Rechtsanwalt Nils Wittmiss

F-200 ASG Rechtsanwälte GmbH
10117, Berlin
23.02.2012

Arbeitgeber muss Betriebsrat vor Kündigung umfassend informieren

Vor jeder Kündigung muss der Arbeitgeber den Betriebsrat ordnungsgemäß unterreichten. Eine aktuelle Entscheidung des Landesarbeitsgerichts Schleswig-Holstein zeigt jetzt, wie wichtig es für den kündigenden Arbeitgeber ist, den Betriebsrat umfassend mit  Informationen zu versorgen. Das Landesarbeitsgericht erklärte eine außerordentliche Kündigung bereits für formell unwirksam, weil dem Betriebsrat zu wenig mitgeteilt wurde.

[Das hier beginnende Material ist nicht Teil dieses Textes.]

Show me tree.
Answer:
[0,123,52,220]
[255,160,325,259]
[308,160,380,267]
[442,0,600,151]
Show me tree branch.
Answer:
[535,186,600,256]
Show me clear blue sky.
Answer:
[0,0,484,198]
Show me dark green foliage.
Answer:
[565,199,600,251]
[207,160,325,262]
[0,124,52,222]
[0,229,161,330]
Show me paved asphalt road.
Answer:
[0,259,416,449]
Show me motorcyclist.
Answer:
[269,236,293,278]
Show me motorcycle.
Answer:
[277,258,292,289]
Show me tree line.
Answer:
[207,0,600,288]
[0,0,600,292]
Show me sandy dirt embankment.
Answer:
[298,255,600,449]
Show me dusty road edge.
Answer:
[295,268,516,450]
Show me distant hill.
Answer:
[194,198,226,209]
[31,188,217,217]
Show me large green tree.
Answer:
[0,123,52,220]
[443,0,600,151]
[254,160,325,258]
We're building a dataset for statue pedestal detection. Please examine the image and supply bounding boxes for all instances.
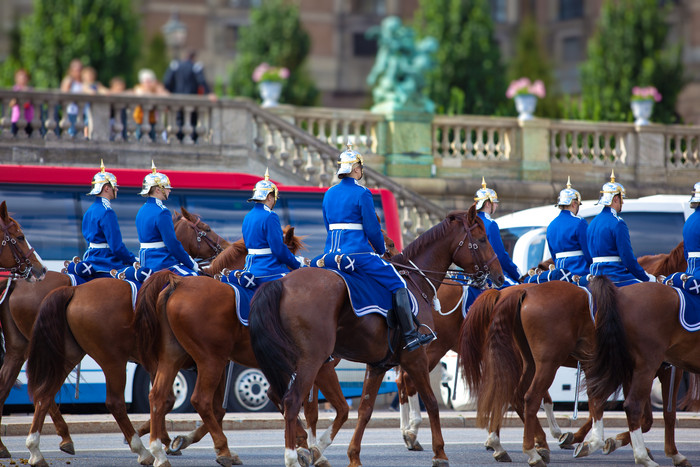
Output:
[372,109,433,177]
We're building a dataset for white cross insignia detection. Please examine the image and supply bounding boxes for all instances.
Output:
[345,256,355,272]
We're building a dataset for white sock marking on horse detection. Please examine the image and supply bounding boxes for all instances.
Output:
[630,428,659,467]
[148,439,168,467]
[542,403,561,439]
[129,433,155,465]
[24,431,44,465]
[284,449,301,467]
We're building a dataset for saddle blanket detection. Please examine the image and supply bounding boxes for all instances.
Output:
[222,281,257,326]
[328,269,418,318]
[664,272,700,332]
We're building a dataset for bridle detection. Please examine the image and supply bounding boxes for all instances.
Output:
[182,216,224,263]
[0,219,34,279]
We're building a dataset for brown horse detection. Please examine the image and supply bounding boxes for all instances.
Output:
[21,213,230,465]
[135,229,398,466]
[586,278,700,467]
[249,206,503,467]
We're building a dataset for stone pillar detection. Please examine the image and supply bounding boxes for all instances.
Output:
[373,109,433,177]
[518,118,552,182]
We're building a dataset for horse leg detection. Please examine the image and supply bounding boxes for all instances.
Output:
[190,361,243,467]
[307,362,350,467]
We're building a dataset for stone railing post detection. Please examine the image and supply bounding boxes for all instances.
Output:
[518,118,552,182]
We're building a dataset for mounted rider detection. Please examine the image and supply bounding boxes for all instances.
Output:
[68,161,136,284]
[683,182,700,276]
[239,170,307,288]
[474,177,521,286]
[587,171,656,287]
[547,177,591,277]
[136,162,199,276]
[323,144,434,352]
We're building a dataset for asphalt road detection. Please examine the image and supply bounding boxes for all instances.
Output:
[0,427,700,467]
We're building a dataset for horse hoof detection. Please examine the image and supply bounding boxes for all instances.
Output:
[58,441,75,456]
[559,431,574,449]
[216,454,243,467]
[574,441,591,459]
[492,449,513,462]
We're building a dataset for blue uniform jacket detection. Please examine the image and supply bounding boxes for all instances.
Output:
[588,206,649,283]
[136,197,195,271]
[479,211,520,284]
[547,209,591,276]
[323,177,386,256]
[683,208,700,275]
[242,203,301,277]
[83,196,136,272]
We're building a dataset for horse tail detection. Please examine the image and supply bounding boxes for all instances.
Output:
[248,280,299,399]
[132,269,180,369]
[27,286,75,400]
[476,290,526,428]
[457,289,501,396]
[583,276,634,401]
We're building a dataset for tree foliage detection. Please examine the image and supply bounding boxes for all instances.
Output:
[229,0,319,105]
[8,0,141,88]
[415,0,509,115]
[508,15,561,118]
[579,0,685,123]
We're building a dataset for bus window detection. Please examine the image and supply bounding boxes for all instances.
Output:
[0,186,85,260]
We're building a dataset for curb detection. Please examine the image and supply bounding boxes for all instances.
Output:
[0,410,700,436]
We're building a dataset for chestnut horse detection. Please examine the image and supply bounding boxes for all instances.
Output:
[249,205,503,467]
[460,244,685,465]
[23,209,231,465]
[586,278,700,467]
[135,229,398,467]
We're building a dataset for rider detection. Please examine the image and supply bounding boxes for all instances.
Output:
[136,162,199,276]
[547,177,591,277]
[683,182,700,276]
[81,161,136,279]
[243,170,306,286]
[323,144,434,352]
[587,171,656,287]
[474,177,520,285]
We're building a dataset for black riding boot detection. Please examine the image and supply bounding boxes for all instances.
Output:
[394,289,434,352]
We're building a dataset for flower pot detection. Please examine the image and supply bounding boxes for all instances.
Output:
[631,99,654,125]
[513,94,537,120]
[260,81,282,107]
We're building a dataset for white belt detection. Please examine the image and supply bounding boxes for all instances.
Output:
[328,224,364,230]
[141,242,165,250]
[555,250,583,259]
[248,248,272,255]
[593,256,622,263]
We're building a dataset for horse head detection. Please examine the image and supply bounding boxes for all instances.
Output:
[0,201,46,282]
[173,207,229,262]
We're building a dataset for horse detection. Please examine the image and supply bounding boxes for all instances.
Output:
[586,278,700,467]
[459,244,685,465]
[249,205,503,467]
[20,209,228,465]
[135,229,398,466]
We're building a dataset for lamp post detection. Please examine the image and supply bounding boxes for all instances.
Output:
[161,11,187,60]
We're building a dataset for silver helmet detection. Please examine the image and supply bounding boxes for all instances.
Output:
[139,161,173,196]
[248,169,279,201]
[88,160,117,195]
[688,182,700,205]
[474,177,498,211]
[596,170,627,206]
[336,143,364,175]
[557,177,581,206]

Die klagende Arbeitnehmerin war seit über zehn Jahren bei ihrem Arbeitgeber angestellt. Im Jahr 2009 wurde sie wegen Verlassens des Arbeitsgeländes ohne vorherige Abmeldung abgemahnt. Danach erhielt sie zwei weitere Ermahnungen, eine erneut wegen des Verlassens des Arbeitsplatzes ohne sich abzumelden, die zweite wegen eines privaten Telefonats während der Arbeitszeit, ohne dies als privat zu kennzeichnen.

Desweiteren wurde die Arbeitnehmerin dabei beobachtet, wie sie das Fundsachenregal durchsuchte und ohne Rücksprache mit ihrem Arbeitgeber einen Tauchring mitnahm. Ferner trug sie mehrere Kleidungsstücke über dem Arm. Der Arbeitgeber hegte daraufhin den Verdacht des Diebstahls und gab der Arbeitnehmerin Gelegenheit, sich zum Geschehen zu äußern. Sie gab an, den Tauchring ihres Sohnes gesucht und Kleidungsstücke aus ihrem Spind geholt zu haben.

Der Arbeitgeber schilderte dem Betriebsrat den Sachverhalt und hörte ihn zu einer beabsichtigten Kündigung wegen des Verdachts des Diebstahls an, ohne jedoch die Abmahnung und die Ermahnungen zu erwähnen. Auch begründete er nicht, was ihn erwogen hatte, trotz der langen Betriebszugehörigkeit zu kündigen. Trotz Bedenken des Betriebsrates, hat der Arbeitgeber eine fristlose und vorsorglich eine fristgemäße Kündigung ausgesprochen.

Diese Kündigung hält das LAG Schleswig-Holstein für unwirksam und folgt damit der Ansicht der Vorinstanz. Die Kündigung der sei bereits aus formellen Gründen unwirksam gewesen, weil dem Betriebsrat zu wenig mitgeteilt wurde. Grundsätzlich müsse der Arbeitgeber dem Betriebsrat mehr als nur die konkreten Fakten mitteilen, aus denen sich der Verdacht des Diebstahls ergebe. Er müsse ihn in der Anhörung auch über Abmahnungen und Ermahnungen informieren und schildern, welche Gesichtspunkte er vor seinem Kündigungsentschluss wie gegeneinander abgewogen habe, so die Richter.